On May 12, 1997, my life changed forever. My baby sister was born. Much to my dismay, my parents did not name her “Trash Can” like three-year-old me wished. Instead, they called my future friend Hannah Danielle.
- We had moved from Ohio to Georgia. I learned to care by learning to love Hannah. But sometimes, that love wasn’t always perfect. Like any sisters, we had days when we fought. She wanted to run around. I wanted to play pretend. She wasn’t gentle with my dolls. I was making a two year old be gentle. Though I cannot recall what we were fighting about, we were in trouble one day. Sitting in time out on the top stair, my parents found us. We held hands and through our tears, we chanted “We’re best friends. We’re best friends.”
In 2001, our lives had changed again. Little Rebekah had completed the trio of sisterhood. But she still wasn’t old enough to play with us, so Hannah was still subject to my complicated games of pretend. We would sit on my top bunk for hours. Most of our time was spent naming the eleven village orphans that we were suddenly responsible for. They all had to have names that started with the same letter. “Michael and Michelle.” “No, not Michelle.” “Molly.” “Mallory!” “I love the name Miley.” “Oh, good one. I’ll start writing—Micale. Mily. Madisen. Micaela.” And so we would sit, spelling the names wrong, until we came up with the perfect little setting. And then, Hannah would be the dog. Every time, whether the scenario involved orphans with “m” names or a classroom full of “l” named kids, the doorbell would ring. And Hannah would escape from her sparkly pink belt leash and run out the door. I would chase her all around the house until we both rolled into a giggling hug.
- When Hurricane Katrina struck, the rains that reached Georgia were mesmerizing. My little heart knew that the storm was tragic. As would become so much more common over the years, I looked to Hannah to help me understand a difficult situation. Somehow, we decided that we could be newscasters too. We asked to wear our bathing suits and go play in the rain. Our pretend umbrellas blew away as we surveyed the “damage.” Soon, I was dancing with Hannah as we jumped in puddles.
I grew up, into terribly awkward middle school years when having a sister three years younger did not always seem fair. Then, Hannah entered those early preteen years. Even the strife of being thirteen couldn’t change the fact that we were friends. We giggled at our daddy’s jokes. We looked forward to Mondays with mom.

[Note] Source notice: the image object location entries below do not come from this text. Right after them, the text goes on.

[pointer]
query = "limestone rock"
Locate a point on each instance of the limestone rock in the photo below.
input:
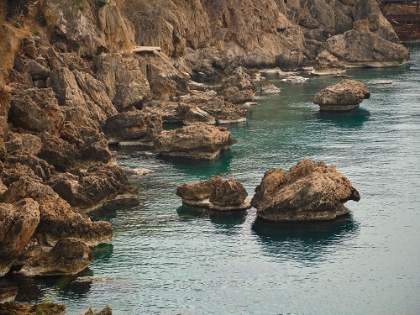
(366, 49)
(8, 294)
(343, 96)
(196, 114)
(125, 80)
(99, 187)
(57, 219)
(214, 105)
(12, 308)
(138, 126)
(197, 141)
(17, 225)
(36, 110)
(215, 193)
(308, 192)
(69, 256)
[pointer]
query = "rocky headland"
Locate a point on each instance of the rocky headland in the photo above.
(78, 76)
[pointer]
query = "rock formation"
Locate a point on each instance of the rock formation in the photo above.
(197, 141)
(71, 81)
(215, 193)
(343, 96)
(308, 192)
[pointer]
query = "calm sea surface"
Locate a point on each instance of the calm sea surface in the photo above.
(168, 259)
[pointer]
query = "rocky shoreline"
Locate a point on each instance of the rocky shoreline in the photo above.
(79, 77)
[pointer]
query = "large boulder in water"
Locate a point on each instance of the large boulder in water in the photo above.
(308, 192)
(215, 193)
(197, 141)
(343, 96)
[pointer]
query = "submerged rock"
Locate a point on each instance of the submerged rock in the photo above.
(215, 193)
(308, 192)
(197, 141)
(12, 308)
(343, 96)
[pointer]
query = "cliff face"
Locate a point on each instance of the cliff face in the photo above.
(252, 33)
(72, 81)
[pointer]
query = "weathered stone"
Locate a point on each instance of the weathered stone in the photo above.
(97, 188)
(343, 96)
(308, 192)
(36, 110)
(215, 193)
(69, 256)
(124, 79)
(366, 49)
(58, 219)
(139, 127)
(37, 71)
(197, 141)
(12, 308)
(18, 222)
(8, 294)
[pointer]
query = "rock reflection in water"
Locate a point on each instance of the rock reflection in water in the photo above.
(351, 119)
(305, 242)
(225, 221)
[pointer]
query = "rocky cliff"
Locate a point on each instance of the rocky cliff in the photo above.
(77, 75)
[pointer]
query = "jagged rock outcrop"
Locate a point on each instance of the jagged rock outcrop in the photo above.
(125, 80)
(215, 193)
(17, 225)
(36, 110)
(308, 192)
(343, 96)
(197, 141)
(100, 187)
(69, 256)
(8, 294)
(57, 219)
(133, 128)
(12, 308)
(358, 48)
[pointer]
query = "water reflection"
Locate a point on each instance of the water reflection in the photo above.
(351, 119)
(202, 168)
(305, 242)
(225, 221)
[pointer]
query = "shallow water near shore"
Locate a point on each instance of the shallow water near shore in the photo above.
(167, 258)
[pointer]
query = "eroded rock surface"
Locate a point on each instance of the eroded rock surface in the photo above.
(308, 192)
(343, 96)
(215, 193)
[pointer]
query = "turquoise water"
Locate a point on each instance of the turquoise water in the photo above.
(169, 259)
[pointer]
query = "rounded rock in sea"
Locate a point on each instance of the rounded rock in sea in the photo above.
(308, 192)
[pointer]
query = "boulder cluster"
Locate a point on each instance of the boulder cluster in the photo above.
(308, 192)
(78, 76)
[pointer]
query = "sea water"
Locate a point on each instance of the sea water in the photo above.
(167, 258)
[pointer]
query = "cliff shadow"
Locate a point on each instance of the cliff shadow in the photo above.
(304, 242)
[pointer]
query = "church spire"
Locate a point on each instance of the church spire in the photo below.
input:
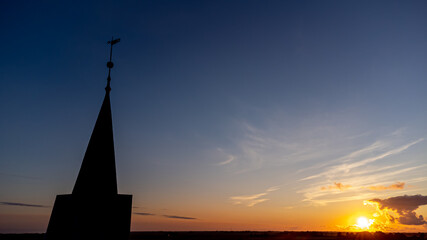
(98, 171)
(110, 64)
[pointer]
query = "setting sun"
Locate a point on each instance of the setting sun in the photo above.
(364, 223)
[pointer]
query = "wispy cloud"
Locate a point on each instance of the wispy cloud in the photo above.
(144, 214)
(396, 186)
(336, 185)
(252, 200)
(229, 160)
(402, 206)
(347, 167)
(22, 204)
(179, 217)
(363, 171)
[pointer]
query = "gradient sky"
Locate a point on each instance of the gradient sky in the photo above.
(228, 115)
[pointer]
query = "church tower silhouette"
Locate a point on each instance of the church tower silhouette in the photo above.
(94, 210)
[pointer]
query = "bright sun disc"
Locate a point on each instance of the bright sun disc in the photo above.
(363, 223)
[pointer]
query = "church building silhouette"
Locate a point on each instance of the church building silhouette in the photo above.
(94, 210)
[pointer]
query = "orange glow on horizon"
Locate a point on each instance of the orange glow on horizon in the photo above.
(364, 224)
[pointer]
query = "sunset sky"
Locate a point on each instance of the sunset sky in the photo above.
(227, 115)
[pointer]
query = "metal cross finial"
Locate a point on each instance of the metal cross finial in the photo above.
(110, 63)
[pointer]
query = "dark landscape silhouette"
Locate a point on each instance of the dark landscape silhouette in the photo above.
(249, 235)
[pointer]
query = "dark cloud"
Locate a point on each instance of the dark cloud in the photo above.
(21, 204)
(405, 207)
(145, 214)
(396, 186)
(179, 217)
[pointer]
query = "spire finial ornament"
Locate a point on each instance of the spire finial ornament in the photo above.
(110, 64)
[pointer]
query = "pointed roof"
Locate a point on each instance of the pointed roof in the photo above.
(98, 171)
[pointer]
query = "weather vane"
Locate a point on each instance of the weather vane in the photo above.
(110, 64)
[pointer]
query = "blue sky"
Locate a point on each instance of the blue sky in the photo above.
(227, 105)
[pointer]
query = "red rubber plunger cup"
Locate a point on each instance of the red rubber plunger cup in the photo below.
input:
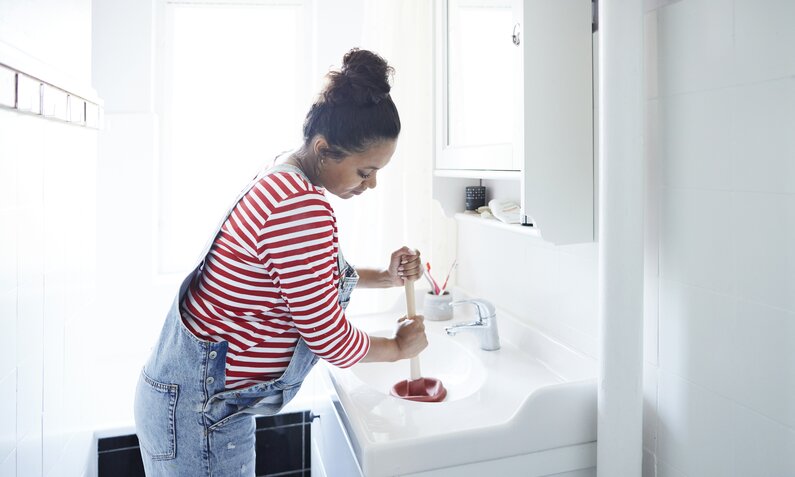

We grew up. Homework became more stressful. Days grew longer. Years passed with astounding speed. As I learned to drive, Hannah sat in the backseat and said, “I find it helps if I close my eyes. And pray.” As she learned to drive, Rebekah and I were her traffic cones. The first day of her Freshman year was the first day of my Senior year. I drove Hannah to school, careful to play music that could become ours. For the first time since I was in third grade, we were going to be in the same school. Hannah held my hand as my family dropped me off at college. She put a note in my bag telling me that she would miss me. I missed her, but on days when I was lonely and homesick, Hannah was only a phone call away. And when I arrived home, her hugs welcomed me.
On May 1, 2015, I sent Hannah a text message wishing her a happy birthday month. Suddenly sentimental, I realized something: May would be the last month that we lived in the same house. I’ll be away for the summer. She’ll go off to college. The mysterious future makes me look back on the past. The pictures tell a story, but the memories I’ll cherish most are not necessarily ones that were captured. It’s in the little moments that I realize how proud I am of her. She’s touched so many lives; she’s so incredibly accomplished. Her beauty is deep. Life without Hannah Danielle is impossible to imagine. I’ve loved being Hannah’s sister through all the hours spent giggling, the days spent laughing, and the years spent growing up together.